Ricardo Almeida

Personal information
- Full name: Ricardo Almeida Ribeiro
- Date of birth: 9 May 1997 (age 28)
- Place of birth: Guimarães, Portugal
- Height: 1.84 m (6 ft 0 in)
- Position: Forward

Team information
- Current team: Brito

Youth career
- 2005–2010: Serzedelo
- 2010–2016: Moreirense

Senior career*
- Years: Team / Apps / (Gls)
- 2015–2020: Moreirense / 3 / (0)
- 2016–2018: → Sporting CP B (loan) / 25 / (3)
- 2019–2020: → Berço (loan) / 21 / (8)
- 2020–2021: Oleiros / 20 / (3)
- 2021–2022: São Martinho / 22 / (6)
- 2022–2023: Fontinhas / 25 / (4)
- 2023–2024: Limianos / 14 / (2)
- 2024: Dumiense / 9 / (0)
- 2024–: Brito / 32 / (10)

International career
- 2015: Portugal U18 / 3 / (1)
- 2016: Portugal U19 / 7 / (2)

= Ricardo Almeida (footballer) =

Portuguese footballer

Ricardo Almeida Ribeiro (born 9 May 1997), known as Almeida, is a Portuguese professional footballer who plays as a forward for Brito.

==Club career==
Born in Guimarães, Almeida played three Primeira Liga matches for Moreirense F.C. over three separate seasons, totalling roughly 30 minutes always as a second-half substitute. His first was on 23 May 2015, in a 2–1 away win against F.C. Arouca.

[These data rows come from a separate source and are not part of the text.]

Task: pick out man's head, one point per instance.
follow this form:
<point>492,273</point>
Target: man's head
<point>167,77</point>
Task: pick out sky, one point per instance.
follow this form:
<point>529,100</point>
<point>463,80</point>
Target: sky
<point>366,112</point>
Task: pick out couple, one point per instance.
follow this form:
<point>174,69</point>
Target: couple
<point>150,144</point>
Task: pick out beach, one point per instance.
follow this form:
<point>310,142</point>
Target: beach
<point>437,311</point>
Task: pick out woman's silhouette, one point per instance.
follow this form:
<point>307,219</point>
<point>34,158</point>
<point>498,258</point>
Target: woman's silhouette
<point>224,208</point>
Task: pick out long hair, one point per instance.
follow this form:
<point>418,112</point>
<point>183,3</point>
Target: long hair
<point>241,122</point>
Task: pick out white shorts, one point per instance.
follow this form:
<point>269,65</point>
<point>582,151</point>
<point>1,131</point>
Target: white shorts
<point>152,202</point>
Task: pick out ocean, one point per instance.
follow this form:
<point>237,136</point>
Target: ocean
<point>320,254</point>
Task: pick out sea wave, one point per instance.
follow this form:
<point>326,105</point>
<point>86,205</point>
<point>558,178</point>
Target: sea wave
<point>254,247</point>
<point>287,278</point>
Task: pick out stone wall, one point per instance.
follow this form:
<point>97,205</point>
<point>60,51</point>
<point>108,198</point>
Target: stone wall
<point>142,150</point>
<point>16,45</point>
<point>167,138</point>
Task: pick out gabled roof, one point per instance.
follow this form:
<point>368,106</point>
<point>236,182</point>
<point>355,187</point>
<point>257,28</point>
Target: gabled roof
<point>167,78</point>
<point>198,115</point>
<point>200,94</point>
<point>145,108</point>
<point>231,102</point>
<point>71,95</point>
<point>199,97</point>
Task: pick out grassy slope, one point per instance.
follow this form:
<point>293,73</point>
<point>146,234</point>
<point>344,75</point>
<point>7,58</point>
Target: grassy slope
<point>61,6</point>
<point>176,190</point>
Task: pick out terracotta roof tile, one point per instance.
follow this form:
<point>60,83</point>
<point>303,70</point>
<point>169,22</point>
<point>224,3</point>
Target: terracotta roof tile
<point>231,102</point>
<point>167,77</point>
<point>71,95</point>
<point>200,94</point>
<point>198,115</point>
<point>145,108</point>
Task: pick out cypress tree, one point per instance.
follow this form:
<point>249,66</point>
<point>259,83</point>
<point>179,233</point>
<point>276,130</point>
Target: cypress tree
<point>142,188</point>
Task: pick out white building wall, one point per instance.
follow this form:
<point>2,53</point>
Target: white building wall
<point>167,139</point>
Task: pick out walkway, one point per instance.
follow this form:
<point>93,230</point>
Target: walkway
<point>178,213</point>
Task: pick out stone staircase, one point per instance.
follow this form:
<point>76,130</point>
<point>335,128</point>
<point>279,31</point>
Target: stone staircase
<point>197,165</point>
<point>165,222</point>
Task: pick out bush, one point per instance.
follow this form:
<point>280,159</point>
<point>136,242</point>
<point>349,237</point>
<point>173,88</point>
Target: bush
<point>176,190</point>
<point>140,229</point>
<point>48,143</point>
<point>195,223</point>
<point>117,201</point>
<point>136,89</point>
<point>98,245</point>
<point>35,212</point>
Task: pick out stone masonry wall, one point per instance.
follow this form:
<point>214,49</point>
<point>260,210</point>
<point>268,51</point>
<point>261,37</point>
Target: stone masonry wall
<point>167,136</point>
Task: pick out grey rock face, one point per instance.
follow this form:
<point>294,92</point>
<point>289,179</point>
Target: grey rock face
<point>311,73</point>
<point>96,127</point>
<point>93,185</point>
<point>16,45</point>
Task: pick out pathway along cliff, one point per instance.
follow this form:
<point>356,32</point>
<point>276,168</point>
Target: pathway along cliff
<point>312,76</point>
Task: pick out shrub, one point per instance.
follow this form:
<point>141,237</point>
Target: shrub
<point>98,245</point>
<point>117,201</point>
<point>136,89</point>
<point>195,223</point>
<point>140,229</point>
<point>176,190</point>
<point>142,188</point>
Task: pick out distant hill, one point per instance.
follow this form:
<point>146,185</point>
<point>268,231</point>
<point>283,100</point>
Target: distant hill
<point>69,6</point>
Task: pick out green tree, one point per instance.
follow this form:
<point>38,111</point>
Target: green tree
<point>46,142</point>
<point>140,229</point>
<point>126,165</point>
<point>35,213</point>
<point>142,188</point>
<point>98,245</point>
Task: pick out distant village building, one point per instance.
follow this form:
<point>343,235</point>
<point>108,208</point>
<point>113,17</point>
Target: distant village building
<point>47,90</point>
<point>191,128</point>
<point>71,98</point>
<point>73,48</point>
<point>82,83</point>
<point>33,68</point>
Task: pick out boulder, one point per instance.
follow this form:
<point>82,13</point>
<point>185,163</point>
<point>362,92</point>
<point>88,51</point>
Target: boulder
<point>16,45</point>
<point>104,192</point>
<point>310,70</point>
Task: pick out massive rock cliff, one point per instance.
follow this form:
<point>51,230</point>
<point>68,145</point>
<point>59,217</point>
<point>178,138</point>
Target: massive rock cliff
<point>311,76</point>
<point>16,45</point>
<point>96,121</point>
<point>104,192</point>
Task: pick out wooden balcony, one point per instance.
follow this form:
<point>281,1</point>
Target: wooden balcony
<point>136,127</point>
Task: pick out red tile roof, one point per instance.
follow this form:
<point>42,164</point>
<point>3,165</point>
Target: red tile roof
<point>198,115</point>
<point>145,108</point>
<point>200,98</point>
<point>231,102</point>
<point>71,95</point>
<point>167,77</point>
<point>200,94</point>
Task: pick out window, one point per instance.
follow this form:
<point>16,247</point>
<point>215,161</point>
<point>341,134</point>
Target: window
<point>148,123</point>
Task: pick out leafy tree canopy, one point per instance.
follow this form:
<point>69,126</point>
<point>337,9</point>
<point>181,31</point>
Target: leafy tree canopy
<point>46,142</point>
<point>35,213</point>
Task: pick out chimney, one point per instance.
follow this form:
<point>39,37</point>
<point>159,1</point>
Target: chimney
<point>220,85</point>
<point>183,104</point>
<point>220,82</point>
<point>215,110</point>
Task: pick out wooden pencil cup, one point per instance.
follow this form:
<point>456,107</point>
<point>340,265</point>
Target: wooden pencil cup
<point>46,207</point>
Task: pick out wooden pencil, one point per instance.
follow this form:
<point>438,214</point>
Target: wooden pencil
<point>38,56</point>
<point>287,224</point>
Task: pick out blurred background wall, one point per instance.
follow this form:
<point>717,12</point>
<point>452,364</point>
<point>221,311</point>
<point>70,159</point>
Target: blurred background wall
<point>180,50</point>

Almeida was loaned to LigaPro side Sporting CP B for two years on 5 August 2016, with a buying option. He scored his first goal in that league nine days later, equalising an eventual 2–1 away victory over S.C. Covilhã.

Subsequently, Almeida represented clubs in the third division, starting out at Berço SC (still owned by Moreirense) then switching to A.R.C. Oleiros in the summer of 2020.